Zorn was commissioned by the Chilean painter, politician and diplomat Ramón Subercaseaux to paint this portrait of Subercaseaux' daughters Blanca and Rosaria. Zorn was probably introduced to Subercaseaux by Sargent, who painted a notable portrait of Subercaseaux' wife Madame Ramon Subercaseaux. Boldini also painted portraits of the Subercaseaux family.

==Painting==

While Boldini's portraits of the Subercaseaux boys portray them conventionally as aware of the viewer, Zorn's portrait of the girls captures their private world, unaware of the viewer's gaze. To this end, Zorn adopts an unusual perspective, tilting the plane of the floor upwards and assuming the position of the girls himself.
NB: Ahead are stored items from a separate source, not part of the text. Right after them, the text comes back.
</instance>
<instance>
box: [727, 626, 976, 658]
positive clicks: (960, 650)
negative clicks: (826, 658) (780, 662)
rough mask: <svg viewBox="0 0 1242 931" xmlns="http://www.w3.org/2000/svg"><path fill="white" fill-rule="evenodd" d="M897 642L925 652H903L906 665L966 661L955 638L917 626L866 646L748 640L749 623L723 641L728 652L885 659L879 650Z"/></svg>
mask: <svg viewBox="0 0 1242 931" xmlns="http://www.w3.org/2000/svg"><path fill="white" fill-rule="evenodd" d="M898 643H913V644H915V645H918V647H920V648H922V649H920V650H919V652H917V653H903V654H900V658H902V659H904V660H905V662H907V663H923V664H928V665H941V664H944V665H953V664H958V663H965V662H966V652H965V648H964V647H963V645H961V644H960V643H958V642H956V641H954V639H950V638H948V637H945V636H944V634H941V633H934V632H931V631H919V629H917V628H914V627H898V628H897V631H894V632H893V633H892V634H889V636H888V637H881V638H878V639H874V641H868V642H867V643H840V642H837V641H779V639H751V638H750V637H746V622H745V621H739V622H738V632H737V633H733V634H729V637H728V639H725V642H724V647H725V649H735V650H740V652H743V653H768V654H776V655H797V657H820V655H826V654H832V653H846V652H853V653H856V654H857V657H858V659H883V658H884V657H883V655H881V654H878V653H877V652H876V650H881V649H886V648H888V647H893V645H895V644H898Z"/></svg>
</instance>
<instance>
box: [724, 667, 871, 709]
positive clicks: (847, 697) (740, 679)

In all this he was foreshadowed by his Paris-based contemporary Mary Cassatt, whose 1878 Little Girl in a Blue Armchair also sought to observe the private world of her subject.

==Provenance==
- Commissioned by Ramón Subercaseaux, Paris (1892)
- Matias Errazuriz, Buenos Aires (by descent from the above, his cousin, 1937)
- Josefina Errazuriz Alvear, Buenos Aires (by descent from the above, her father)
- Sale: Sotheby's, New York, October 27, 1988, lot 141, illustrated
- Verner Amell, Stockholm
- Private Collection, Stockholm
- Sale: Sotheby's, New York, May 28, 1992, lot 117, illustrated

It was offered for sale at a Sotheby's (New York) 19th Century European Art auction held 3 November 2015, but was bought in.